What a difference an internship can make! Tarleton students Chris Windham and Daniel Garcia can tell you about that firsthand.

Wendell Hollingsworth, Vice President of Operations for Fibergrate, manager of the Stephenville plant, and a member of the Business and International Education Initiative Advisory Committee offered to hire a Tarleton intern for the newly purchased Fibergrate facility in Queretaro, Mexico. The job required a student proficient in Spanish with an interest in production management. After announcing the opportunity to my students and those of several colleagues, five students applied, and not one, but two were selected.

The internship puts the student in the “real world” of a potential occupation, and the employer gets to see how the student performs in an on-the-job environment. Some departments at Tarleton require an internship as part of the degree plan, while in others areas it is optional. Internships may be paid or unpaid opportunities, and range from a few weeks or months, to a full semester in length, but give both the student and employer time to evaluate each other. Sometimes the internship matures into a job offer and an actual career for the student, or just as importantly, the student realizes that particular job is not what they really want for the long term.
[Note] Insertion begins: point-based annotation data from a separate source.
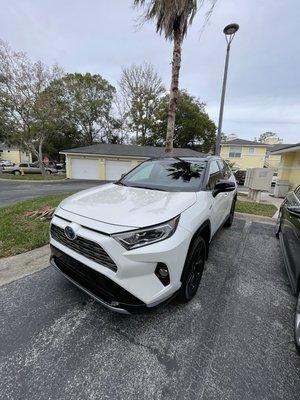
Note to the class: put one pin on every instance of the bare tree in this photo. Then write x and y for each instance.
(140, 91)
(22, 102)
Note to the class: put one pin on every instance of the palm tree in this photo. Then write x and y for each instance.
(172, 19)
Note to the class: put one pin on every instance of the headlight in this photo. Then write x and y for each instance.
(143, 237)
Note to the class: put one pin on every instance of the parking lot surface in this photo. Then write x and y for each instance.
(233, 341)
(12, 191)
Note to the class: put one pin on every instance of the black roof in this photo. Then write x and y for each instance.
(130, 150)
(243, 142)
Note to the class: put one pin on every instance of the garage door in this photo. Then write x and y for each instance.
(114, 169)
(85, 168)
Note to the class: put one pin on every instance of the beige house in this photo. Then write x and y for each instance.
(289, 167)
(244, 154)
(109, 161)
(14, 154)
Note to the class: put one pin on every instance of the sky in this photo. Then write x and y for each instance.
(102, 36)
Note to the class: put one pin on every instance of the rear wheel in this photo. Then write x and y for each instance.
(230, 218)
(193, 269)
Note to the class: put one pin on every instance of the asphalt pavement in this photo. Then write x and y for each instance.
(233, 341)
(13, 191)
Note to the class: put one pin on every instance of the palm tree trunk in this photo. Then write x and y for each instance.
(40, 157)
(174, 91)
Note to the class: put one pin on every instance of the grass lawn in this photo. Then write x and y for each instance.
(19, 233)
(248, 207)
(34, 177)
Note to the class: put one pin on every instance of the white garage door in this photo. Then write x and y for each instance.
(114, 169)
(85, 168)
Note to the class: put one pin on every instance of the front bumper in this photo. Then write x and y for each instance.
(135, 273)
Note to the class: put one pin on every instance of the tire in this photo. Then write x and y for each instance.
(278, 224)
(193, 270)
(230, 218)
(297, 325)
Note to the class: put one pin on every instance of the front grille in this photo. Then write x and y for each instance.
(96, 283)
(85, 247)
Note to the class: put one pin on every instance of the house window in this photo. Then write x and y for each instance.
(235, 152)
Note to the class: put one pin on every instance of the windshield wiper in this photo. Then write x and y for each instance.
(149, 188)
(120, 183)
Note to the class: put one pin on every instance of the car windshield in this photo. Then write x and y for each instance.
(172, 175)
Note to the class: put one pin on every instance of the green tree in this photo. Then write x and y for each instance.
(85, 101)
(193, 127)
(140, 91)
(22, 109)
(172, 19)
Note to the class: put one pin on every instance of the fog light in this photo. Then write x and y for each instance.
(162, 273)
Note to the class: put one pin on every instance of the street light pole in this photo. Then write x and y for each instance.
(229, 31)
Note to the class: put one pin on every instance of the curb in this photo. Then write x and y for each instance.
(254, 217)
(21, 265)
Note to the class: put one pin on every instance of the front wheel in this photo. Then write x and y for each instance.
(278, 224)
(230, 218)
(193, 269)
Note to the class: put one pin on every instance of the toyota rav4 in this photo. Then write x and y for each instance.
(138, 242)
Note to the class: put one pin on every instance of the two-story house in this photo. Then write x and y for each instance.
(243, 154)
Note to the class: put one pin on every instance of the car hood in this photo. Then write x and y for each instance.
(128, 206)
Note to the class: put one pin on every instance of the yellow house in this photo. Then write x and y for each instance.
(289, 167)
(14, 154)
(243, 154)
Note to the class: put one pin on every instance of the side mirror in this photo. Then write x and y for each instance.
(223, 186)
(294, 210)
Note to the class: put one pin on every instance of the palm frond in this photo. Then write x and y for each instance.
(171, 15)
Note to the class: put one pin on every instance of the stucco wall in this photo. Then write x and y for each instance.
(16, 156)
(246, 160)
(289, 168)
(101, 160)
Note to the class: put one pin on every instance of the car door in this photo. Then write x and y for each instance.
(290, 229)
(218, 204)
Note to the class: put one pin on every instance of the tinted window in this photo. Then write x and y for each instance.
(167, 174)
(226, 171)
(215, 175)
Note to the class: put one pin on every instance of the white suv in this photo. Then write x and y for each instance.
(138, 242)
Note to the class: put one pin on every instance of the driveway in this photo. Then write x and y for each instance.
(12, 191)
(233, 341)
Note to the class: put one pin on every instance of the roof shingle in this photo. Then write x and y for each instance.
(129, 150)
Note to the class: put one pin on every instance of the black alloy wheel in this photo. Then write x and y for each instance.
(193, 269)
(230, 218)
Many Tarleton students gain experience, as well as earn academic credit, through internships in fields related to their courses of study, but very few of those are outside the U.S. After a two week training period at the Stephenville Fibergrate plant to prepare for their roles as quality inspectors, Chris and Daniel made the trip to Queretaro. They started by finding economical living quarters, learning efficient use of the bus, taxi, and walking routes to their jobs, and getting advice on the safest parts of the city for evenings out.

Chris and Daniel were hired to assist in bringing the new plant’s production processes up to the quality expected in the U.S., with the additional responsibility of providing English classes for some of the managers. The guys focused on resolving general issues and well as addressing specific problems. When the patch mix was not catalyzing quickly enough, Chris requested that instructions be posted and lessons be given on the preparation. Daniel caught inconsistencies in depth of gratings, and developed a “go-no-go” diagram. From clarification of specifications, requiring label alignment and consistent patching voids, according to Daniel, “They seemed to be surprised at the strictness of the specifications, but have since made every effort to follow them.”

Two English classes were organized, Daniel taught the beginners in the morning and Chris the advanced class in the afternoon. But when some of the workers on the floor expressed an interest in learning English, Daniel took on a second beginners class in the afternoons after first shift. Chris’s advanced students spoke only English in class and he often spoke to them in English during the day.

Both Chris and Daniel expressed gratitude to Fibergrate for the exceptional experience gained in their internships. Chris, who graduated in May with a degree in Business and minors in Spanish and International Studies, is now working in the marketing field Austin. Daniel, an Agriculture Services and Development major with a Business minor, graduated in August and is now a Quality Assurance Supervisor with Fibergrate in Queretaro, Mexico, a career and location he had never considered before the internship.

Dr. Janis Petronis is a professor in the College of Business Administration at Tarleton State University.